Um dos melhores exemplos de como funciona um professor freireano pode ser visto em A 36ª Câmara de Shaolin, filme de artes marciais produzido em Hong Kong e lançado em 1978. Em uma das cenas do filme, após treinar durante anos com os monges Shaolins, o protagonista volta para a aldeia onde nasceu, no intuito de ajudá-los a se defender de um tirano que controla a cidade. Ele então encontra um ferreiro, que se recusava a continuar trabalhando de graça, tentando lutar – e apanhando – dos soldados do tirano. Mas, ao invés de entrar na luta, o protagonista Shaolin aproveita um momento de distração dos guardas e dá uma dica de como ele pode segurar o martelo que estava usando para se defender. Essa dica faz com que ele consiga manejar a ferramenta de trabalho como uma verdadeira arma, se defender dos guardas e sair vitorioso.

Como professor, o monge não precisou ensinar tudo do zero para alguém que, teoricamente, não sabia lutar; o papel dele foi identificar qual era o ambiente em que seu “aluno” estava inserido, entender quais conhecimentos ele já possuía, juntar com os conhecimentos sobre lutas que ele adquiriu ao longo dos anos treinando com os Shaolins, e então construírem juntos um novo conhecimento – no caso, como transformar um martelo de ferreiro em uma arma útil numa luta.

Pedagogia do Oprimido na era pós-IA

Apesar das semelhanças entre o método de Freire e algumas das necessidades educacionais de um mundo pós-IA, isso não quer dizer que simplesmente devemos pegar ele da forma que é e colocar em todas as escolas.
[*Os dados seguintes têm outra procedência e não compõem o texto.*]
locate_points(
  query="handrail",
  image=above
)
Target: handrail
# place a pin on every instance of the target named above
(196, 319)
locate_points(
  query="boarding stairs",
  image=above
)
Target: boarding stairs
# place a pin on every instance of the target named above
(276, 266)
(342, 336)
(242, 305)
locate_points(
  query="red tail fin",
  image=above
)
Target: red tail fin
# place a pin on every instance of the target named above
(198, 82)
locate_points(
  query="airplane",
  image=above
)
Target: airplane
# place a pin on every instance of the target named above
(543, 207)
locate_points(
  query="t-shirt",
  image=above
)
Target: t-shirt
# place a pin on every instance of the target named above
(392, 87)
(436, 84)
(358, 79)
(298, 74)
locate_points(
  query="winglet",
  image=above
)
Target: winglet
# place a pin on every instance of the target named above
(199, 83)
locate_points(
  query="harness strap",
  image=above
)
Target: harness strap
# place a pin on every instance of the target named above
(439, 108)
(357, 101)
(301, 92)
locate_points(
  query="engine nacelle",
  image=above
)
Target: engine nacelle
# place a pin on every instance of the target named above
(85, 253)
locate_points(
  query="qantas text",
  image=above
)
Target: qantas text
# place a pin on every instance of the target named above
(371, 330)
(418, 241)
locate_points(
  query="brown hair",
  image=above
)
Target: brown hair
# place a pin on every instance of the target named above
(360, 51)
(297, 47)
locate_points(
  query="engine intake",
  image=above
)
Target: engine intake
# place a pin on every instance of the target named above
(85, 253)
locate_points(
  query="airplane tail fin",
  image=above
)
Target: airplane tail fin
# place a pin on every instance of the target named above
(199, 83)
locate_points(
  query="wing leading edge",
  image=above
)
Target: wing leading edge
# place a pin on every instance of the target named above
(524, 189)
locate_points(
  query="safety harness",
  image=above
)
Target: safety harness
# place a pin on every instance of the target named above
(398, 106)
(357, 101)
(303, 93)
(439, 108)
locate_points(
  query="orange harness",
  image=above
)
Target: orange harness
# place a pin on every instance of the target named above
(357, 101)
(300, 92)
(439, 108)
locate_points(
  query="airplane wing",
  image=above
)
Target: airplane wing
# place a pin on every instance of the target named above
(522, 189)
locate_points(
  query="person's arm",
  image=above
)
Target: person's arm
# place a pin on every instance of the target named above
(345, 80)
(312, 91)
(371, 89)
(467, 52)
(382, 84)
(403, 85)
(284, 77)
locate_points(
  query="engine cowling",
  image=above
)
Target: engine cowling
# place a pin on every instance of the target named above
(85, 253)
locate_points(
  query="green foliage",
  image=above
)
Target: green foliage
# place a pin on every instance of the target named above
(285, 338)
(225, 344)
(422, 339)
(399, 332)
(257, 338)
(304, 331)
Primeiro, porque o método freireano foi desenvolvido para a alfabetização de adultos. Segundo, que assim como o método tradicional de ensinar de cartilha não mais responde às necessidades do mundo atual, pegar um método de ensino criado há quase 100 anos também provavelmente não será tão efetivo.

Talvez a forma mais justa seja enxergar Paulo Freire para um mundo pós-IA assim como enxergamos Ada Lovelace para a era dos computadores: ninguém criou programas computacionais usando exatamente a mesma linguagem que ela usou no século XVII para desenvolver os cálculos na máquina analística de Babbage, mas ainda hoje utilizamos as técnicas que ela desenvolveu 200 anos antes da criação dos primeiros computadores como a base de nossas linguagens de programação modernas. 

E este pode ser o futuro do nosso mais famoso (e polêmico) pedagogo: não que o método dele deverá ser usado, exatamente como foi pensado em 1960, para se educar uma nova geração que nascerá em um mundo onde o acesso à informação não será mais uma barreira, mas como o princípio de onde surgiram as bases que construirão uma nova educação para o mundo onde as IA generativas serão tão comuns quanto um computador é hoje.